The Nvidia H200 Tensor Core GPU is the first GPU to employ HBM3e memory, packing 141GB and offering 4.8TB/s of memory bandwidth, nearly doubling the capacity and providing 2.4x more bandwidth compared to its predecessor, the Nvidia A100. When put together in an NVIDIA HGX H200 system, it can pack up to 1.1TB of HMB3e memory, which is an impressive increase compared to the previous platform.
The Nvidia H200 can be paired with NVIDIA Grace CPUs with an ultra-fast NVLink-C2C interconnect to create the GH200 Grace Hopper Superchip with HBM3e aimed for giant-scale HPC and AI applications.
Nvidia says that the H200-powered system from server manufacturers and cloud service providers is expected to begin shipping in the second quarter of 2024, while server boards in four- or eight-way configurations, will be coming from all server makers, including ASRock Rack, ASUS, Dell Technologies, Eviden, GIGABYTE, Hewlett Packard Enterprise, Ingrasys, Lenovo, QCT, Supermicro, Wistron and Wiwynn.
Nvidia was keen to note that Amazon Web Services, Google Cloud, Microsoft Azure, and Oracle Cloud Infrastructure will be among the first cloud service providers to deploy H200-based instances starting next year, in addition to CoreWeave, Lambda, and Vultr.

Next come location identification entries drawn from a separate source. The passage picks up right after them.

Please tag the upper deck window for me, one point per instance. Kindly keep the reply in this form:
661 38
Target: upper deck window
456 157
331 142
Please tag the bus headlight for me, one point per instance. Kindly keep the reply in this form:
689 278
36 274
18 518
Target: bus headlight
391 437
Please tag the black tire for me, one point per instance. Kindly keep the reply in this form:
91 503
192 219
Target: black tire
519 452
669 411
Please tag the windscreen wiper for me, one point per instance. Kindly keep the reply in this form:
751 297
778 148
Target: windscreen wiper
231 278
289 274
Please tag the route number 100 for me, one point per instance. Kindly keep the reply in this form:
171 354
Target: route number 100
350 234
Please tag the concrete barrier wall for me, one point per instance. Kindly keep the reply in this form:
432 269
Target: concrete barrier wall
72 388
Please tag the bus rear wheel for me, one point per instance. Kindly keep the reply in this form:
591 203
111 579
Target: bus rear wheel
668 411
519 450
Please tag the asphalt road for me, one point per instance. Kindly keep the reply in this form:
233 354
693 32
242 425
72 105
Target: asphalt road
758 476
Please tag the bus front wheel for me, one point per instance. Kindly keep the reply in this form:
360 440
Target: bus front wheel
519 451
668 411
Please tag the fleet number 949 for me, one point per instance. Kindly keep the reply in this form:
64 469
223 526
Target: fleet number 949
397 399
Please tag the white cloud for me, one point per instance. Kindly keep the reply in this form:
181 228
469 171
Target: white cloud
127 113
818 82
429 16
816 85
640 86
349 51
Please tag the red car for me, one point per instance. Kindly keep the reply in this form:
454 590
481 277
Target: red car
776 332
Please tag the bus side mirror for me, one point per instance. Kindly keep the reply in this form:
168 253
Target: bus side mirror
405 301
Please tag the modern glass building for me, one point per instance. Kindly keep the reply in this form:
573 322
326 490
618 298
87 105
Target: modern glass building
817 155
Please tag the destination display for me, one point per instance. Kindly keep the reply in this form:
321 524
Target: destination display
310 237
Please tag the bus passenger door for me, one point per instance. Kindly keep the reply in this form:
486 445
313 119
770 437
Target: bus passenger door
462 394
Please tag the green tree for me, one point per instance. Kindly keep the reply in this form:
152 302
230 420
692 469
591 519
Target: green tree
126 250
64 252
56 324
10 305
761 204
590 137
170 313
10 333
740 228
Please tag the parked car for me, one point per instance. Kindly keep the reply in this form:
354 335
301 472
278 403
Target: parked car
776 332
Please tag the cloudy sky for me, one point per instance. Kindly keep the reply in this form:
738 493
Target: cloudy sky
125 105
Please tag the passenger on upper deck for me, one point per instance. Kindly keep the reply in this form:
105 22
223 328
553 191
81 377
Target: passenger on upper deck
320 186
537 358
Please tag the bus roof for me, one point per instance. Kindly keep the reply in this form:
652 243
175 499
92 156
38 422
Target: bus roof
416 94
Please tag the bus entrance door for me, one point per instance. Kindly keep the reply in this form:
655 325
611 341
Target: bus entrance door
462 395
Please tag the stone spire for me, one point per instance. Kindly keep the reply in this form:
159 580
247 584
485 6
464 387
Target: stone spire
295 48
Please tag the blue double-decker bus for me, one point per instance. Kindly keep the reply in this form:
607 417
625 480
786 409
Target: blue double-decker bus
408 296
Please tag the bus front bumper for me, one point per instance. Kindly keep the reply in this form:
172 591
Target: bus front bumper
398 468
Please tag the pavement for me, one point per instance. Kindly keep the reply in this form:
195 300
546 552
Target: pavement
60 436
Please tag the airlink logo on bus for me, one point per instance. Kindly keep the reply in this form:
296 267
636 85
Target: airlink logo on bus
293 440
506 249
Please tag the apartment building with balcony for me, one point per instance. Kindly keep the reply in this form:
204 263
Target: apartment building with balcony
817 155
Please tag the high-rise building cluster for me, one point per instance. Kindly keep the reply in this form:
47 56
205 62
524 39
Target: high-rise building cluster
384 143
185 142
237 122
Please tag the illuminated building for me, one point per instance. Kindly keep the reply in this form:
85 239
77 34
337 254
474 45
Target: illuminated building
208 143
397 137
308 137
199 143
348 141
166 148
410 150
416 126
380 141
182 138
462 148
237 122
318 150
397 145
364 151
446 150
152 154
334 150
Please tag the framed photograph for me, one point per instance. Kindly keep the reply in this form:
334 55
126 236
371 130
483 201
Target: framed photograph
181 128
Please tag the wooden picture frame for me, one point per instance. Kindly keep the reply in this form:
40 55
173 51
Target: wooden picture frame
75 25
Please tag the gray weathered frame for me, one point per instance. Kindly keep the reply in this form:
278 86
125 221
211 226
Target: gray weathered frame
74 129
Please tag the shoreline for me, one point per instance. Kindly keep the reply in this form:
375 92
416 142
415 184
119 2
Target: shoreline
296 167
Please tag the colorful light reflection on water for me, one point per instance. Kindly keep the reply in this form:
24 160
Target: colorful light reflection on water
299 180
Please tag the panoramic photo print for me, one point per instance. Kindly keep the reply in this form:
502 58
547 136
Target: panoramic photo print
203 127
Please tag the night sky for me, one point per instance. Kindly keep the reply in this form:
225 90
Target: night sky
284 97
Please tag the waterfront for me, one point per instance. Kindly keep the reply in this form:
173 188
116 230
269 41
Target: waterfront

“To create intelligence with generative AI and HPC applications, vast amounts of data must be efficiently processed at high speed using large, fast GPU memory. With NVIDIA H200, the industry’s leading end-to-end AI supercomputing platform just got faster to solve some of the world’s most important challenges,” said Ian Buck, vice president of hyperscale and HPC at NVIDIA.